Saturday, January 8, 2011

A modest proposal

The US Senate deserves to be a more bipartisan and consensus-driven body.

I don't think there has been enough bipartisanship in Washington. The bickering that goes on, the disagreements and finger-pointing, it is all so disagreeable. Why can't they all just get along? So I'd like to make a modest proposal: the Senate should become a consensus body. That's right- every Senator would have to agree to any new piece of legislation or other business. There- doesn't that make you feel better already?

I know, I know- the constitution says that each Senator shall have only one vote. And requires two-thirds majorities for only a few specific cases, making it obvious that regular business should be decided by majority votes. But it also gives each house the power to make its own rules, and if the Senate decided that not 50%, not 60%, not 67%, but 100% agreement is what the American people deserve from their legislators, then what court could possibly disagree?

You are probably thinking that a consensus system would give the craziest Senators (Jim DeMint? Bernie Sanders? Grudge match!) the ability to hold any legislation and indeed the entire government hostage to their whims and "needs", however corrupt or ideological. But you aren't seeing the bigger picture. Consensus; kumbaya; compromise- those are the magic words in any political system. Sure it's going to be a tough road, but finding those great policies that we can all agree on- that is the golden path to a better future.

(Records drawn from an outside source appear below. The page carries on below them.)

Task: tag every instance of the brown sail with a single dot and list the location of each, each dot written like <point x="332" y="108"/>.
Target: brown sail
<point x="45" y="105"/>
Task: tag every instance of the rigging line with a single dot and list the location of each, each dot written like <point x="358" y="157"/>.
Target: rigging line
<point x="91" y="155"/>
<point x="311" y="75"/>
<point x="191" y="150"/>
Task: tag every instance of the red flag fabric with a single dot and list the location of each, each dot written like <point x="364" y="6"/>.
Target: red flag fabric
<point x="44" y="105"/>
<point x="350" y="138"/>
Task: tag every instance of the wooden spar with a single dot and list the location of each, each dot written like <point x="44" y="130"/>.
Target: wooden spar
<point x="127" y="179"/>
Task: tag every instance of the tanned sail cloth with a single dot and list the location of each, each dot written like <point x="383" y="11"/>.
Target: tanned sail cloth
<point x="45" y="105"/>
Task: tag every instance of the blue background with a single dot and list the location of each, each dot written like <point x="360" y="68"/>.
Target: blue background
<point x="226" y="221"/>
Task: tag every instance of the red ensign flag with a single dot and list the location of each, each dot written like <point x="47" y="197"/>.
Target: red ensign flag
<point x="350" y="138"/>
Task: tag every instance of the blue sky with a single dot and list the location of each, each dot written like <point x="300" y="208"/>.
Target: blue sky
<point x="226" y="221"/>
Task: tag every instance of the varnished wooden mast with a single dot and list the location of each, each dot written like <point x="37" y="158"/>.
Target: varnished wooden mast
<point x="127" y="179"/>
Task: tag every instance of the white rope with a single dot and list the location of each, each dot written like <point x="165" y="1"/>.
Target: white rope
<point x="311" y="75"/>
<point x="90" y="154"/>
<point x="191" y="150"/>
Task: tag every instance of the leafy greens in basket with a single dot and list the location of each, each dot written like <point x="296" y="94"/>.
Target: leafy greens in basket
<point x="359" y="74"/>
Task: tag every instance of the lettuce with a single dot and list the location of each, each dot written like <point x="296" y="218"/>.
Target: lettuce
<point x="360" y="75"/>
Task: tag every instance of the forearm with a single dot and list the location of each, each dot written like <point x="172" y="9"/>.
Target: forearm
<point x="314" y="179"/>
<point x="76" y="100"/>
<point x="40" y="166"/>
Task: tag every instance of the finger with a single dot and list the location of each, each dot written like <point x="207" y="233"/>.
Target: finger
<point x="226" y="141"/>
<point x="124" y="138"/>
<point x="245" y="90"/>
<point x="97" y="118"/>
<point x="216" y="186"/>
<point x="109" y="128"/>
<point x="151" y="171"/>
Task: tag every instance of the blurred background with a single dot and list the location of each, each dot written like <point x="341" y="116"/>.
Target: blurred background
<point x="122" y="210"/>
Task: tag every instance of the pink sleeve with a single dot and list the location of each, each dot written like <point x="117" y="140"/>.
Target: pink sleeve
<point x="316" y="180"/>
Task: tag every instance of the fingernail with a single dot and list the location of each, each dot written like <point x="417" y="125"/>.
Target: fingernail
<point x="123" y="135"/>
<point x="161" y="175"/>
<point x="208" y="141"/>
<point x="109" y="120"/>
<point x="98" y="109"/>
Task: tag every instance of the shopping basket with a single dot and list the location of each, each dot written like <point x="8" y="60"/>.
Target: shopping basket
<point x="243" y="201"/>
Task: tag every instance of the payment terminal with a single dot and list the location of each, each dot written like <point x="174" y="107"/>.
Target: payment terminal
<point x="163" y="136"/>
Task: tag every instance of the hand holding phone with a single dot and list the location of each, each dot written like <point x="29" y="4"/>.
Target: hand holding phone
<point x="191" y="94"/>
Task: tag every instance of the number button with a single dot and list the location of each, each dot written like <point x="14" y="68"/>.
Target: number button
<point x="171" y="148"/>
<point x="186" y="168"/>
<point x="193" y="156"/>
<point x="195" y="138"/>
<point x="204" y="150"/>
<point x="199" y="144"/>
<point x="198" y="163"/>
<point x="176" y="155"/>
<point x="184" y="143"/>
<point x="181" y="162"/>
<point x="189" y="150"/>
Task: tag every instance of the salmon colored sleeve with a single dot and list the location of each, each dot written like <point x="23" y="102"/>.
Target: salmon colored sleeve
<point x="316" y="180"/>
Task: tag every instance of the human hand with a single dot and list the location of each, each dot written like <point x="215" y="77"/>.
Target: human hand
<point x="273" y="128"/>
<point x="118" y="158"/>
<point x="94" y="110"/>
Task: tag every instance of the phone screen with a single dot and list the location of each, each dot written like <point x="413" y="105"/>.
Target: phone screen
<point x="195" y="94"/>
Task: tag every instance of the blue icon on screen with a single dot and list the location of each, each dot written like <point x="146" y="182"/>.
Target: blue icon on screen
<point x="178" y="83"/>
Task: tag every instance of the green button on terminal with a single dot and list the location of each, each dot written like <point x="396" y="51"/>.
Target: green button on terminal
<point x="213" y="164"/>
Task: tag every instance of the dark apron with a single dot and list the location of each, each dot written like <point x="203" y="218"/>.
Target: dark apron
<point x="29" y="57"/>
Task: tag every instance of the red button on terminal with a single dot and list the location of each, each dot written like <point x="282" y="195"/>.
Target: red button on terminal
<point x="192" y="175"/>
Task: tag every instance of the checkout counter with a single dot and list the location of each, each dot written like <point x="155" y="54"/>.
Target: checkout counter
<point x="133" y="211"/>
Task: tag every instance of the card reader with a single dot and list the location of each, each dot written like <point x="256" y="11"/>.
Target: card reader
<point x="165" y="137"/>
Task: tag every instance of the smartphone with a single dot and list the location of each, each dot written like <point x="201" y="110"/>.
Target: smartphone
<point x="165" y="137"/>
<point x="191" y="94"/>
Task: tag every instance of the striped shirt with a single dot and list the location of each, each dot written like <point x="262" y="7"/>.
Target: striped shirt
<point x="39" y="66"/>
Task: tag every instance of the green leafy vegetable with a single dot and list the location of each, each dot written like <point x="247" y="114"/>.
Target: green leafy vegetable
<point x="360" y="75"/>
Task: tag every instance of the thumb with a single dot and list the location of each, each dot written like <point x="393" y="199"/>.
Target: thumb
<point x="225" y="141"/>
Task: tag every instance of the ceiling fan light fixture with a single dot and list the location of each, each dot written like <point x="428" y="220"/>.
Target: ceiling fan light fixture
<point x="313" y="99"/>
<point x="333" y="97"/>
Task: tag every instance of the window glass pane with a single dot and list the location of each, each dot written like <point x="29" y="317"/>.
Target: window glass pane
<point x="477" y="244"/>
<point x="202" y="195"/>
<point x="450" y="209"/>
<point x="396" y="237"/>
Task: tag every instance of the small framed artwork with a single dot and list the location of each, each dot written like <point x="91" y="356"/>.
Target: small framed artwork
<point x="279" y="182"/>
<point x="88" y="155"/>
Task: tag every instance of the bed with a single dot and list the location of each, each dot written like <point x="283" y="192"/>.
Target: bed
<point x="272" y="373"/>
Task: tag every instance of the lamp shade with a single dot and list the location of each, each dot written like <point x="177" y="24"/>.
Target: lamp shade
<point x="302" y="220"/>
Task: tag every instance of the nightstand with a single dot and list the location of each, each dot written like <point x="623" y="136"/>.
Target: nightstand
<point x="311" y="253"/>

We've seen it work in the UN- look what they have been able to accomplish!

Yes, this proposal would make the Senate our outstanding political body, able to cool the passions whipped up elsewhere in our divided and bitter system, ready to divine the real public interest that our citizens know lurks beneath the extreme platforms of the self-interested political parties, and willing to dedicate itself to the highest and most sacred goals of complete agreement, unanimity, hallowed consensus.

Greatness awaits us, if only we can find the will to empower each of our Senators with this sacred trust- to squelch partisanship, to search, and keep searching, for compromise, and then to search some more, wherever it can be found.